ARMA International, a not-for-profit professional association for managing records and information, published a set of Generally Acceptable Recordkeeping Principles® (GARP) that describes how business records should be maintained. It also provides a recordkeeping and information governance framework with associated metrics. The first sentence of each principle is stated below.
- Principle of Accountability: An organization shall assign a senior executive to appropriate individuals, adopt policies and processes to guide staff, and ensure program auditability.
- Principle of Integrity: An information governance program shall be constructed so the records and information generated or managed by or for the organization have a reasonable and suitable guarantee of authenticity and reliability.

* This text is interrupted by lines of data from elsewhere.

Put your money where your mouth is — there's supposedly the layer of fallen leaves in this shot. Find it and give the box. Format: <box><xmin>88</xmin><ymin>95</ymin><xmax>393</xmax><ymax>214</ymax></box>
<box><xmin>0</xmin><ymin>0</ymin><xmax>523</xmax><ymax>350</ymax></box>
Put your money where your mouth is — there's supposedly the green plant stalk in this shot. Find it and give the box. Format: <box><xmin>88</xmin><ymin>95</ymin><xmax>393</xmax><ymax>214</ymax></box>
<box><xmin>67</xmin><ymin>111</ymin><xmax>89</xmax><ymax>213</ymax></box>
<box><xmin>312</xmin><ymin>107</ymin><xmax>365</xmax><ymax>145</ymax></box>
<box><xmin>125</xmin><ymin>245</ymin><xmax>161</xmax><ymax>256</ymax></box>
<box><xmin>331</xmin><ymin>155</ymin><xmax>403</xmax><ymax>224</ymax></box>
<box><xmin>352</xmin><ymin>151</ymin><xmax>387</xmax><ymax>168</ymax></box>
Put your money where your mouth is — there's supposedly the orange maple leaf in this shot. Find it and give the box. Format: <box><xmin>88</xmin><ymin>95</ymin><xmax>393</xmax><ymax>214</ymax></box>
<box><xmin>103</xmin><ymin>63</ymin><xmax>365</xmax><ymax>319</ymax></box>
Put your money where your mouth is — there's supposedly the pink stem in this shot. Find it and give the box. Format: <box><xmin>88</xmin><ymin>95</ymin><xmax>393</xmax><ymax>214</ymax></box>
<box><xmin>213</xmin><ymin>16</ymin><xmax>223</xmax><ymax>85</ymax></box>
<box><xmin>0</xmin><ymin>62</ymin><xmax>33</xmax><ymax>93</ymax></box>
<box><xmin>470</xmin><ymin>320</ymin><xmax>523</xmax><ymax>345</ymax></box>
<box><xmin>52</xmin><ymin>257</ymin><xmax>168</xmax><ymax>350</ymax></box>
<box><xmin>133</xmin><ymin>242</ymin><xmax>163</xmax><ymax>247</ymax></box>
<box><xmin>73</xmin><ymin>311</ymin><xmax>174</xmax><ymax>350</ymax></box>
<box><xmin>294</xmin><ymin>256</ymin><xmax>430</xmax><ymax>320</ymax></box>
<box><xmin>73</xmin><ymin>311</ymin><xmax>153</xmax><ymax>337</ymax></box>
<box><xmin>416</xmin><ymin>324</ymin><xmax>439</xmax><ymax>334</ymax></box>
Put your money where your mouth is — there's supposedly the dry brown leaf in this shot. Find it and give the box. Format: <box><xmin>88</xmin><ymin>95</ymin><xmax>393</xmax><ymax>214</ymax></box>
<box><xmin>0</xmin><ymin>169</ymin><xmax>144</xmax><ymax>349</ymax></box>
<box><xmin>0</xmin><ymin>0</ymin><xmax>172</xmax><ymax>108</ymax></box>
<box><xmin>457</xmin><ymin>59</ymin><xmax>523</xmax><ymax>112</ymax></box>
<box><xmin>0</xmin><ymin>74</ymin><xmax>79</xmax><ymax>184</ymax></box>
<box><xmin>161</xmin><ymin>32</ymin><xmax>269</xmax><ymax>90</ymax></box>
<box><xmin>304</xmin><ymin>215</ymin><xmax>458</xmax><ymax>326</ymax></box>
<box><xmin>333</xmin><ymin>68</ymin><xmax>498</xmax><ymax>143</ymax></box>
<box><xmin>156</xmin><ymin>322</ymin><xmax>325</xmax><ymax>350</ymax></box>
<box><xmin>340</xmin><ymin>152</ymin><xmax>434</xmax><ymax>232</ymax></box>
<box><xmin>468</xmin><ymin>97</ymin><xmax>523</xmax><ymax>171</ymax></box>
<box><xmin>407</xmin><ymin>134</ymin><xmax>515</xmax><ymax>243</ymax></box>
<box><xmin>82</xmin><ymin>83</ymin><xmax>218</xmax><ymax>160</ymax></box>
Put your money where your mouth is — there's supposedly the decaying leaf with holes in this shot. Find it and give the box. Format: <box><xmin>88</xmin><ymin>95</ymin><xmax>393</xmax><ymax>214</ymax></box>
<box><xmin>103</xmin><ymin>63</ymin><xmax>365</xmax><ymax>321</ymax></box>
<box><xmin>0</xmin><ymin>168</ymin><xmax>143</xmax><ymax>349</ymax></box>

- Principle of Protection: An information governance program shall be constructed to ensure a reasonable level of protection to information that is personal or that otherwise requires protection.
- Principle of Compliance: An information governance program shall be constructed to comply with applicable laws and other binding authorities, as well as the organization’s policies.
- Principle of Availability: An organization shall maintain its information in a manner that ensures timely, efficient, and accurate retrieval of its information.
- Principle of Retention: An organization shall retain its information for an appropriate time, taking into account all operational, legal, regulatory and fiscal requirements, and those of all relevant binding authorities.
- Principle of Disposition: An organization shall provide secure and appropriate disposition of information in accordance with its policies, and, applicable laws, regulations and other binding authorities.
- Principle of Transparency: An organization shall document its policies, processes and activities, including its information governance program, in a manner that is available to and understood by staff and appropriate interested parties.